His discoveries have made a major impact on things as large as America’s space program and as small as the transistor radio.
His accomplishments are even more noteworthy because Alina is a survivor of the Holocaust.
“I was born in Vienna, and we fled when the Nazis came in 1938. I lost most of my family after I came to New York in 1940. But I am an inventor today not because of where I was born or what I went through,” he said.
A few years after living in New York, he moved to Newark, where he attended Weequahic High School. He became bar mitzva at Temple B’nai Jeshurun before it moved from Newark to Short Hills.
“I went to school with many of your readers,” he told NJ Jewish News in a Dec. 24 phone interview from his home in Lakewood. “But too often I read their obituaries in your paper.”
Christie took note of Alina’s accomplishments in October, naming him New Jersey Inventor of the Year.
In a letter, the governor wrote Alina that he “can take pride in the knowledge that your research and discoveries will have a lasting impact that will benefit not only our state but the world.” It accompanied a citation from the New Jersey Inventors Hall of Fame that said Alina had “made extraordinary contributions to the advancement of knowledge and human welfare.”
Alina; his supervisor, Charles Covino; and their company, General Magnaplate, were recognized by the State Legislature “for outstanding accomplishments in the field.”
When he entered Seton Hall University in South Orange after graduating from Weequahic, Alina had no idea where his keen interest in the sciences might lead.
“I took all the science courses that were available because I thought I might become a doctor or a dentist,” he said. “I had no idea, no premonition of which direction I wanted to go.”
Armed with a dual major in chemistry and business when he graduated in 1956, he spent three years doing graduate work in metallurgy at the New Jersey Institute of Technology while he worked as a chemist developing the process of electroplating — a way of using electricity to fuse one metal onto another surface, such as attaching gold or silver onto less costly metals in the making of jewelry.
In 1958 Alina went to work at RCA’s lab in Somerville, where he developed a process for creating transistors and semiconductors. It was there that he had a “Eureka!” moment.
The idea “just popped into my mind,” Alina said. It was a way of designing semiconductors that could replace the vacuum tubes in radio and television sets with small transistors. “It was the top thing I have ever done in my life,” he said.
But Alina had many more such moments to come.
In 1978 he became vice president of the General Magnaplate Corporation in Linden. There, he devised a product called Hi-T Lube, a dry film lubricant coating that was of high value to the space program.

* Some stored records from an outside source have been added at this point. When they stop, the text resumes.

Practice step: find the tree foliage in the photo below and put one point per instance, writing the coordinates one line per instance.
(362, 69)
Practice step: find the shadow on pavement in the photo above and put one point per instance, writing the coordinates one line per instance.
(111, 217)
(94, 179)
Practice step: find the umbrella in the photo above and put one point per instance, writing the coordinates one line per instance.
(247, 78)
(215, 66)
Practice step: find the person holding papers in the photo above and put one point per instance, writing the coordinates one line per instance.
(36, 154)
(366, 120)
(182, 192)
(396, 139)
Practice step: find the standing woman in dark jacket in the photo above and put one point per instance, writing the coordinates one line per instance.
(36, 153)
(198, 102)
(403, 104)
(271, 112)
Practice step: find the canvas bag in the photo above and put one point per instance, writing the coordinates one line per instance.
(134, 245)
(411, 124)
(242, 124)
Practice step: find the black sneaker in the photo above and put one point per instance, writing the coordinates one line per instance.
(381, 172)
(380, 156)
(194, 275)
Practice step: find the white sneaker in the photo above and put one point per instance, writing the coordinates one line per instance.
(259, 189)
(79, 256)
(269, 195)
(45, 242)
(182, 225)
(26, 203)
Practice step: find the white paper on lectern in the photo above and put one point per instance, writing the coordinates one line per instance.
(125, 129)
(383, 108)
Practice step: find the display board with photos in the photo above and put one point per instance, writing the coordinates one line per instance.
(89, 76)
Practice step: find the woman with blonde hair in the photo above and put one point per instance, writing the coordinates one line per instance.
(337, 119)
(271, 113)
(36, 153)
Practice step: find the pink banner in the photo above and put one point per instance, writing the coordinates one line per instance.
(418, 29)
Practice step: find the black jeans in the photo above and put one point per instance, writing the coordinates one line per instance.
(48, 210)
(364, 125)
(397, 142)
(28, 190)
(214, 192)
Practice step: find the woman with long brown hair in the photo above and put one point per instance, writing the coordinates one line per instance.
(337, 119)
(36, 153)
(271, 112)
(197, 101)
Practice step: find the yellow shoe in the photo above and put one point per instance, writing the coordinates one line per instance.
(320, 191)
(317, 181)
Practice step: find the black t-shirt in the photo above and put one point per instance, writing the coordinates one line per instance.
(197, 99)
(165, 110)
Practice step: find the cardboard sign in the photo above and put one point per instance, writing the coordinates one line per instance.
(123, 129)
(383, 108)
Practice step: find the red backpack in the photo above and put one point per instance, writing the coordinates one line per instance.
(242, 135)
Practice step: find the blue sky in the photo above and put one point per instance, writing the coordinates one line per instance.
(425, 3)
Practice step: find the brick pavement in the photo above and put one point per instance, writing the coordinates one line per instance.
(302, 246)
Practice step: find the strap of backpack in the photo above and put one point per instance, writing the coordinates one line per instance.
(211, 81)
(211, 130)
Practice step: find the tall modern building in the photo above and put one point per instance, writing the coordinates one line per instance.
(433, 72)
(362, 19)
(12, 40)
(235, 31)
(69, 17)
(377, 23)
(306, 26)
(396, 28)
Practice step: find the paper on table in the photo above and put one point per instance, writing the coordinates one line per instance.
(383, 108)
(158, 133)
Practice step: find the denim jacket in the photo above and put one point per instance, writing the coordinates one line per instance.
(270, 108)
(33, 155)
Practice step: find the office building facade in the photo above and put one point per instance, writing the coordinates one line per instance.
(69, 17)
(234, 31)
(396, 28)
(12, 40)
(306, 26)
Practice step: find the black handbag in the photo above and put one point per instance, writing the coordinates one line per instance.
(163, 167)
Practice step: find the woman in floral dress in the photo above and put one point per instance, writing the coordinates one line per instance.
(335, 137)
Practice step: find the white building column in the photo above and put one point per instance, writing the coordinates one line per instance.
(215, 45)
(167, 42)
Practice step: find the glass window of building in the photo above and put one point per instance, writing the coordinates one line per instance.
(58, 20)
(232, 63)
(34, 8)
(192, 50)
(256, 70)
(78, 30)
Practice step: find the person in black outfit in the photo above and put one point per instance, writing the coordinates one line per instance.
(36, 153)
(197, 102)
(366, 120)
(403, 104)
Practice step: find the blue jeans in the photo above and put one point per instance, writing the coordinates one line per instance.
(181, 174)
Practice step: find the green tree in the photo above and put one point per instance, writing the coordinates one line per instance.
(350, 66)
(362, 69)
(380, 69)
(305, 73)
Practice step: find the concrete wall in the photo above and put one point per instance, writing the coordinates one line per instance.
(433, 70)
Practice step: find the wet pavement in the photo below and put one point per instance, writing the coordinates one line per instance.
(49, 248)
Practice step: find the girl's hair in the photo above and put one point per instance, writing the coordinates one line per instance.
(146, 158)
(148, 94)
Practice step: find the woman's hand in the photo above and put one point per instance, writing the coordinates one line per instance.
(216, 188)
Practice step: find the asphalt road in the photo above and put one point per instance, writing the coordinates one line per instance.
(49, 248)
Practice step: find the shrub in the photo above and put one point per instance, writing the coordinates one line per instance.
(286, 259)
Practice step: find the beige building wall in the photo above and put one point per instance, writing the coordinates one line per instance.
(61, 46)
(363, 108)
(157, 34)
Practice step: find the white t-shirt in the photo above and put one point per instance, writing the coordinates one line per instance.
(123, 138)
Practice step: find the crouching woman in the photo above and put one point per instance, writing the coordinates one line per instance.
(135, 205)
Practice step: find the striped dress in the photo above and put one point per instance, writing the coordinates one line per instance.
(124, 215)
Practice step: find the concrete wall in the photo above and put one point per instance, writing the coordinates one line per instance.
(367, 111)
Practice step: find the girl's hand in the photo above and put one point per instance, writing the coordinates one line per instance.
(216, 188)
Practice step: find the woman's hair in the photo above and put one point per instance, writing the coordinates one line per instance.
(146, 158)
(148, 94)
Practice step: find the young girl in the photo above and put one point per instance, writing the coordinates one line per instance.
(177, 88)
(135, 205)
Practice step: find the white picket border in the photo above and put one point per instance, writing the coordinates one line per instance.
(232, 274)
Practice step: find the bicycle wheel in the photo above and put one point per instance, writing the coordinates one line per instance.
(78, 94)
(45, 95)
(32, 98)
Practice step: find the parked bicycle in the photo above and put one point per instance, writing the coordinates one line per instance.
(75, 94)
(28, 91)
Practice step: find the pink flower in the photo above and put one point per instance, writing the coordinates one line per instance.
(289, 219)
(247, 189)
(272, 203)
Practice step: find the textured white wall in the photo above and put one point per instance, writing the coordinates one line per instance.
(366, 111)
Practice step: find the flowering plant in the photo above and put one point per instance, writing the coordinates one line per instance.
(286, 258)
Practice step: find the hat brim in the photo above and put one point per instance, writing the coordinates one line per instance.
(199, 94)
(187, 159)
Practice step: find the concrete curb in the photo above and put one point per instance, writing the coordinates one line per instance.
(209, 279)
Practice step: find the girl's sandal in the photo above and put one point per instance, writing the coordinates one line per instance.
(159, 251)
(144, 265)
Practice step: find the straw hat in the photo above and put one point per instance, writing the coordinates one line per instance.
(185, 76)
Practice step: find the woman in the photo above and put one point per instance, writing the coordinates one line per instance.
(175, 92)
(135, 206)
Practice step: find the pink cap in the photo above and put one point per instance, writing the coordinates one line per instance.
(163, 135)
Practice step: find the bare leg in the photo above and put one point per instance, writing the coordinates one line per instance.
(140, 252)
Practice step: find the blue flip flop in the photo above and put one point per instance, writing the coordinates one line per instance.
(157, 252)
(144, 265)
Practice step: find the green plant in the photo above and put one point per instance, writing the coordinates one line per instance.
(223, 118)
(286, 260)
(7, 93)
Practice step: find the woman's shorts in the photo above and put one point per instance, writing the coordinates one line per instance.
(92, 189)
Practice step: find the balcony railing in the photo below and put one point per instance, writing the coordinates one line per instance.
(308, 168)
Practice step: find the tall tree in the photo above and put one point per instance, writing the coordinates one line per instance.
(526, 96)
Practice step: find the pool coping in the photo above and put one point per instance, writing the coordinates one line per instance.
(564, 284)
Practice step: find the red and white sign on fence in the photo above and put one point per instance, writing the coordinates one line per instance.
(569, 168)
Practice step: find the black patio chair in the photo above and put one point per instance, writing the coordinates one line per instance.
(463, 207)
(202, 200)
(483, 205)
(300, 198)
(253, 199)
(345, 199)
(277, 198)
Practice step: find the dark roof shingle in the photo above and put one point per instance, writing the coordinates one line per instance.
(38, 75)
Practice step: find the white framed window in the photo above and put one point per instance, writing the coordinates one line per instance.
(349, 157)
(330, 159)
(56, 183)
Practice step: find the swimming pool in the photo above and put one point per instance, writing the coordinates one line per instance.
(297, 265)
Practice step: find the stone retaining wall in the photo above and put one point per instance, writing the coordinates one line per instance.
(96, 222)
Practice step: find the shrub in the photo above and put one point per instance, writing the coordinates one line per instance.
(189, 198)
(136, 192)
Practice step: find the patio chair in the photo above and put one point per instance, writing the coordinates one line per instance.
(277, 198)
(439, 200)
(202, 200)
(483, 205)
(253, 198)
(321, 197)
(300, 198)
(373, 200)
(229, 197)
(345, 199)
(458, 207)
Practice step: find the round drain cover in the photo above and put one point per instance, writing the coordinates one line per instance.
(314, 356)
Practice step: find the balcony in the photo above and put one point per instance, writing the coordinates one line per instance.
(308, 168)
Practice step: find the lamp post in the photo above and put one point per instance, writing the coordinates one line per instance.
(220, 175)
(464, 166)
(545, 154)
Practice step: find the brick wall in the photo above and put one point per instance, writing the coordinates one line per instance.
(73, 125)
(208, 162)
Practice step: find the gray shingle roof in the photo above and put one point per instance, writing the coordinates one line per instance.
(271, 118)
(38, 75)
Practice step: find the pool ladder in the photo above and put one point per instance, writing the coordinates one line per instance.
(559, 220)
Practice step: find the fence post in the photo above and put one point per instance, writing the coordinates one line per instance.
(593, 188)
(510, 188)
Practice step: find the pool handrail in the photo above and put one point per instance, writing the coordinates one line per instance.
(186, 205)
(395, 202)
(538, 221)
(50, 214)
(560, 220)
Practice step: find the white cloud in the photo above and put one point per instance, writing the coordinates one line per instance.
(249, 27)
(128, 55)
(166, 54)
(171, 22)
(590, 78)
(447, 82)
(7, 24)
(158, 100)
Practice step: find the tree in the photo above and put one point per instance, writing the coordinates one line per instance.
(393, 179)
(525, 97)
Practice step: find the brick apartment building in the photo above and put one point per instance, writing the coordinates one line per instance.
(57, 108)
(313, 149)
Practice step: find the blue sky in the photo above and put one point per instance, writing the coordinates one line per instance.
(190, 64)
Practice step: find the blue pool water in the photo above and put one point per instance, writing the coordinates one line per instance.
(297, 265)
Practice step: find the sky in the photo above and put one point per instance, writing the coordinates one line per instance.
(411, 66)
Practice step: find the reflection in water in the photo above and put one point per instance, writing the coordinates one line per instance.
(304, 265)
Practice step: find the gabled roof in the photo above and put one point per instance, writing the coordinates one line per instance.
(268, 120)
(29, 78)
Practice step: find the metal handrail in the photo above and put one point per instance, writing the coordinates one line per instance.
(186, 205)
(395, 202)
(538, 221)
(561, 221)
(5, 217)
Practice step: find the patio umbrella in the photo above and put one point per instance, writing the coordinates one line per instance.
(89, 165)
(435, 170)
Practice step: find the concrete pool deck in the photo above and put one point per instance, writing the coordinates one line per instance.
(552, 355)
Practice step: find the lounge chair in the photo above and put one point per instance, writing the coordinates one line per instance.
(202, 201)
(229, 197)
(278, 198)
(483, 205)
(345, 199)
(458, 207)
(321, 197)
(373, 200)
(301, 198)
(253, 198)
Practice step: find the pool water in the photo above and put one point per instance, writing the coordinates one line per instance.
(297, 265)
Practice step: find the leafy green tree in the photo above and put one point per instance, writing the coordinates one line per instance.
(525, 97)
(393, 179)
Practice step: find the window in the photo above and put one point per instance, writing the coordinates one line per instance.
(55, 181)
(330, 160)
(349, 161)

Because it could remain dry, Hi-T protected NASA astronauts’ space suits from the wet greases that melt and cause damage to materials in outer space. It has been used by astronauts on moon landings and space shuttles.
But in 1993 the Guinness Book of Records made a mistake when it stated that Teflon — not Hi-T Lube — was the most slippery substance on record. Alina’s wife, Lucille, urged him to contact the publisher, compelling Guinness to revise its record book to indicate that Hi-T — not Teflon — was the most efficient dry lubricant available.
Like the transistor, another of Alina’s discoveries had a practical, down-to-earth use. In 1996 he designed a hard titanium nitride surface for golf clubs manufactured by a company owned by champion Jack Nicklaus. Titanium alloys are lighter than steel, which can make the club easier to swing.
“But the funniest thing was I am not a golfer,” Alina said. “I played a lot more tennis than I ever played golf.”
For the past 16 years he and his wife have lived in a retirement community in Lakewood, where he continues to polish the piano-playing skills he learned at the age of 12. He entertains fellow residents by playing classical music and jazz, “but I don’t play rock ’n’ roll,” he said.
He started playing at and still performs for a senior citizens’ center in Lakewood.
He and his wife have a son, a daughter, and three grandchildren.
Asked what he might advise younger people who wish to become inventors, Alina said, “Start early. A parent’s job is to make their kids interested in things and let the kids decide what they want to do. If they know they like something and are good at it they should stick with it and not let anyone talk them out of it.”